We are coming to the six-week point of pre-season and the players have been busy developing their individual skills. These skills whether it is passing, kicking or throwing will in turn contribute to the team being able to play the wide expansive game plan Ealing Trailfinders are known for.
As Skills Coach it is my responsibility to identify areas in which each player may need to develop to enhance their performance, and focus specific time on these. The acquisition of these highlighted skills takes time and to get the desired outcome a coach needs to plan effectively and in this case, a six-week plan for the team was put into effect. Working in small groups for the first two weeks allowed time to access each player’s strengths and weaknesses.
This led to larger groups being established where individuals had the chance to train in similar skill level groups, which has be found to help build confidence within players and having signed many new players in the off season, it was vital for players to become accustom to the working ways of others.
The idea of quality players not being able to read their teammates movements may sound exaggerated, but this is the issues that arose.
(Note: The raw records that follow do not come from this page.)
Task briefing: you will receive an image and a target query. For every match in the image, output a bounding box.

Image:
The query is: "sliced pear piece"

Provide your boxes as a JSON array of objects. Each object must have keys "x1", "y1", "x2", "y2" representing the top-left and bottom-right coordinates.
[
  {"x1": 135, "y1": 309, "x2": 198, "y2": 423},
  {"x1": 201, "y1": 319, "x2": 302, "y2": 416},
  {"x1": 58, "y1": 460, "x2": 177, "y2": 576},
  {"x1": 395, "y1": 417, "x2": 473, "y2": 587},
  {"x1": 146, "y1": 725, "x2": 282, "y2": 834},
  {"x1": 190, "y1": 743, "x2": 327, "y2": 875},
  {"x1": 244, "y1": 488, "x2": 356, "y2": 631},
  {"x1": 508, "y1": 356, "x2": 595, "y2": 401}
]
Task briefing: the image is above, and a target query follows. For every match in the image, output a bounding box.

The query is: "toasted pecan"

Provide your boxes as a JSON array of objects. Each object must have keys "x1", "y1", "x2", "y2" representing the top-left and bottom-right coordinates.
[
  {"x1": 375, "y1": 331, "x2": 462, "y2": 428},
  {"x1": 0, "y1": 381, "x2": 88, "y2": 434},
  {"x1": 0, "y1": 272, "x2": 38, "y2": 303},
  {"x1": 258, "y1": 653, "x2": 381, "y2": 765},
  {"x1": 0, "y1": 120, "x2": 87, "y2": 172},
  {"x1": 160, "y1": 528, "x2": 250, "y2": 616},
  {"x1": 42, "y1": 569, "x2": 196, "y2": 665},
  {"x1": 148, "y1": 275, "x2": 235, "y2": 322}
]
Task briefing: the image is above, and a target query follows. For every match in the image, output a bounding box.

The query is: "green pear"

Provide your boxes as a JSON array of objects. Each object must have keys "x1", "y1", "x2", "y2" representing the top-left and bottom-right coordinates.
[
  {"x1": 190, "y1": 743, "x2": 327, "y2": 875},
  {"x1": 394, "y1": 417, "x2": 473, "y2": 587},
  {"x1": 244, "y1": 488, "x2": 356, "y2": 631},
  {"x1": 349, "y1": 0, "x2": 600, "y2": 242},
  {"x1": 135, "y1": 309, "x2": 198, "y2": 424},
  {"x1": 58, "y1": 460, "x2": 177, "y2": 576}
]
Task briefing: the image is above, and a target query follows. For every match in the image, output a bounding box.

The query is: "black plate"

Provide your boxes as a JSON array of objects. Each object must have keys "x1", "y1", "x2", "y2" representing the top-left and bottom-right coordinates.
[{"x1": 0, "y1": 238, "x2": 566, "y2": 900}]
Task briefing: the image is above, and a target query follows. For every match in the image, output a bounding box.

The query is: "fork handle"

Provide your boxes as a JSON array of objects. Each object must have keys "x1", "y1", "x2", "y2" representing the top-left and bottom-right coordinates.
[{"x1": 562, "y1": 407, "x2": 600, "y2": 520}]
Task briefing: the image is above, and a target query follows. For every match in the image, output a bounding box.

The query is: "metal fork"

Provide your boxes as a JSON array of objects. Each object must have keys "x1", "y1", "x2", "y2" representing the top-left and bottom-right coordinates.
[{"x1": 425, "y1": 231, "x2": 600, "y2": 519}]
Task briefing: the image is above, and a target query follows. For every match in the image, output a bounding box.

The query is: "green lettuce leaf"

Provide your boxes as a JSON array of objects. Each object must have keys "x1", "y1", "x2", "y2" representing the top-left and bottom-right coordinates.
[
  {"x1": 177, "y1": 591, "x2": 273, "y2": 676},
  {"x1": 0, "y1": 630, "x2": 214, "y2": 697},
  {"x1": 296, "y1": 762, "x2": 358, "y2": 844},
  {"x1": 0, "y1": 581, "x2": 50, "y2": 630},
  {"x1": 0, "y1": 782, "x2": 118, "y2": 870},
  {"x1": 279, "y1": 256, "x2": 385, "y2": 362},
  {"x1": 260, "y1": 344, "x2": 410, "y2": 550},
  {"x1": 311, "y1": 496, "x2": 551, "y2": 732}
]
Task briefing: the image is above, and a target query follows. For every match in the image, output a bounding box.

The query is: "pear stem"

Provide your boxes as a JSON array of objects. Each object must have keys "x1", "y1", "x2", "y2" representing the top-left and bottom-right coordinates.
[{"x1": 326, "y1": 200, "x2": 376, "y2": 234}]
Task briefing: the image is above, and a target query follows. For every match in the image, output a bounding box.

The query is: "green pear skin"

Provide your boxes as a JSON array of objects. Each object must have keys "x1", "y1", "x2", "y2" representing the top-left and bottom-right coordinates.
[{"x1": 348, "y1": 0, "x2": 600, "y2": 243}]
To develop player relationships, we tended to focus on similar drills which allowed players to gain understanding through game specific scenarios, such as overload attack and handling sets.
Once the bonds had been formed we changed focus, using timed handling sets to put the players under physical and mental pressures. This forces player’s to think quickly and perform the skills learnt whilst in a high pressure environment, which research suggests enhances player skill development. High pressure training allows the players to also push each other and strive for better outcomes with every set, and with the club looking for promotion, is exactly the type of animal we are looking for.
Following the six week block, there will be a shift in focus, with shorter training sessions but with levels of intensity lifted with high levels of success expected from not only myself, but the players themselves. This will lead nicely into the pre-season games and concurrently the first league game of the year. Throughout the season there will also be a weekly award to the “Skillman of the week”, which celebrates the best individual piece of brilliance in a training session or game.
This is shown during the Tuesday evening team meal, and the player who is selected, signs a baseball bat and whoever has signed the bat the most by the end of the season gets to keep it. Hopefully it will encourage the players to stretch themselves to find new skills that they can use for the benefit of the team once the season starts.